We found no overlap between the 14 genes identified in our African cohort with recurrent non-synonymous putative oncogenic driver mutations and the most recent published list of 73 prostate cancer driver genes [4]. However, of these 73 driver genes 19 usual prostate cancer gene candidates were mutated in at least one African tumor, while non-coding FOXA1 driver mutations were reported by both studies. We speculate that prostate cancer driver events may be race-specific and lead to health disparity, while others are likely cancer-specific or race-agnostic. Additional African-specific signatures included, an increase in SCNAs in late stages of tumor evolution (sub-clonal, P = 0.03), notably all presenting with gains at 1p36.13, 4p16.3, and 9q13, while the predominance of small somatic substitutions early in tumorigenesis, raises potential for early diagnosis and prognosis.

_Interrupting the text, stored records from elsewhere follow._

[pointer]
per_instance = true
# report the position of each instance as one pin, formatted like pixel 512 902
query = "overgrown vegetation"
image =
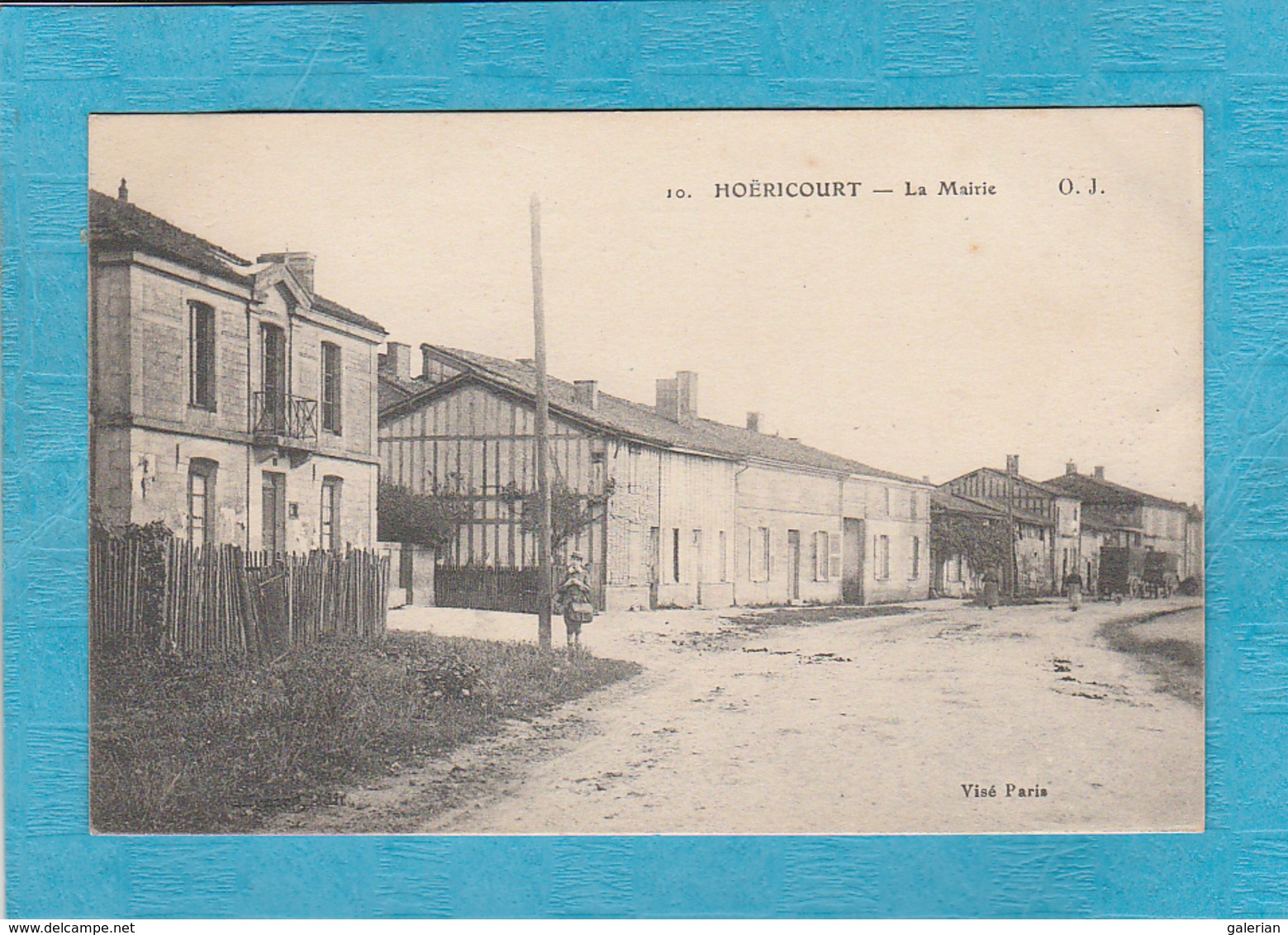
pixel 984 545
pixel 184 746
pixel 430 520
pixel 152 539
pixel 571 511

It is well established that germline variation contributes as much as 58% to overall prostate cancer risk [12], yet identifying high-penetrance genes that may explain the observed health disparity has been challenging. Reporting a 1.3-fold increase in germline variation in our African versus European patients, no pathogenic mutations were found in known high penetrance genes, such as BRCA1, BRCA2, ATM, HOXB13, and CHK2. We speculate that as yet unidentified genes may be contributing to increased aggressive disease presentation within Africa, calling for further inclusion of African cohorts in current association studies.

In conclusion, our study highlights significant difference in the genomic landscape underpinning high-risk prostate cancer in African compared with non- African derived prostate tumorigenesis. Calling for further African-derived genome profiling, our study provides optimism for new opportunities and potential for clinical management of prostate cancer within Africa.